27 May 2026 · 6 min read

What an AI systems consulting engagement actually looks like for an SME

Most SME owners hearing the phrase “AI systems consulting” want to know one thing: what will actually happen in the room, and what does the team have to carry. This is the short version. Four stages, usually three to six elapsed weeks for the first useful system, and a working software outcome the team owns at the end.

The shape of the work

An engagement is not a fixed-price feature build, and it is not advisory by the hour. It is a small, focused piece of consulting plus implementation aimed at one system: the first place inside the business where better context and a useful AI workflow will change what the team can get done.

The shape changes with the business, but the work keeps the same bias. Find the useful first system, build enough to prove it in real work, and keep people in control.

Stage one: diagnose

Diagnose is the part most consulting projects skip or rush. It is a structured look at the business outcome, the current workflow, the people involved, and the context the work depends on. The output is a short written brief that names the pressure point, the decision points worth keeping human, and the data and tools the system will rely on.

  • Workshops with the owner and the team carrying the work today.
  • A walkthrough of the real workflow, not the version on the org chart.
  • A look at the data, documents, and tools the work already runs on.
  • A short written brief, agreed by both sides, before any code is written.

If the right next step turns out to be smaller, sharper, or not AI at all, this is the stage where that is said. Diagnose usually takes one to two weeks of elapsed time and a modest amount of team attention.

Stage two: design

Design shapes the first useful system. That means inputs, data sources, review points, failure modes, and what success should look like for the people actually using it.

The design is not a wireframe deck. It is a working description of how the system reads the world, what it produces, where a person checks it, and what happens when something goes wrong. The point is to make the system legible to the team before anything is built.

Stage three: ship

Ship is the build. Lucumo writes the software, connects the relevant tools, and gets the first version into real use. The standard is usable enough for real work rather than a detached demo. That bar is deliberately set above “proof of concept” and below “polished product”.

For most engagements, ship takes two to four weeks of elapsed time. The team is not asked to run a parallel internal project. The work lands as a usable system, not as new backlog.

Stage four: adopt

Adopt is where many AI builds quietly die. A system that nobody uses is worse than no system at all, because it leaves a trail of disappointed expectations behind it.

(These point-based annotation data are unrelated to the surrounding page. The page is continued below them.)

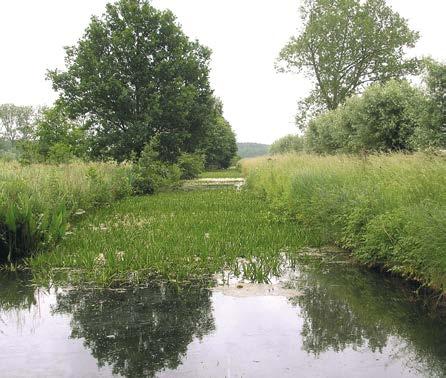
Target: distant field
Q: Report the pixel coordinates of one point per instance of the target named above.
(388, 210)
(224, 173)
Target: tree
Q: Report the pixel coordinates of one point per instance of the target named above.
(220, 144)
(344, 46)
(434, 114)
(385, 118)
(16, 122)
(135, 75)
(59, 136)
(287, 144)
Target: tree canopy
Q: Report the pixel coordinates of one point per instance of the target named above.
(344, 46)
(135, 75)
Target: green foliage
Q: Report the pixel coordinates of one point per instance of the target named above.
(133, 75)
(433, 135)
(345, 45)
(221, 145)
(149, 173)
(38, 201)
(389, 211)
(178, 236)
(59, 138)
(191, 165)
(289, 143)
(387, 117)
(246, 150)
(59, 153)
(16, 122)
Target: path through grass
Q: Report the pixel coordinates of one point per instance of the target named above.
(177, 236)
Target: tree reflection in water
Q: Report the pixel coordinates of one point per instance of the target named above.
(142, 331)
(343, 306)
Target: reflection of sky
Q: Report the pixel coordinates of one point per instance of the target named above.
(255, 337)
(260, 337)
(36, 343)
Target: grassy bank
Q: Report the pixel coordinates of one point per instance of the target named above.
(222, 173)
(389, 211)
(37, 202)
(177, 236)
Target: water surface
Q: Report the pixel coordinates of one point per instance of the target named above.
(331, 320)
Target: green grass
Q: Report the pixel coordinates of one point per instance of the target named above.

Adopt is a short, intentional handover plus a follow-on period where Lucumo helps the team fold the system into the operating rhythm, improve it from real use, and decide what should come next. The engagement ends when the team can run, change, and explain the system without Lucumo in the room.

What the team has to do

Honest answer: less than most internal projects, but not nothing. The team needs to carve out time for the diagnose workshops, to be reachable during ship for the small decisions only they can make, and to actually use the system once it lands. If a team is too busy to do those three things, the system will not stick, and an honest engagement will say so up front.

What you get at the end

  • A working software system the team uses for real work.
  • A written brief describing the workflow, the system, and the decisions baked into it.
  • Adoption support so the system is operated by the team, not by Lucumo.
  • A clear view of what the next useful system could be, if there is one.

If that shape sounds like the right kind of help for the work in front of you, the next step is a short enquiry. A human reads it and replies within one to two working days.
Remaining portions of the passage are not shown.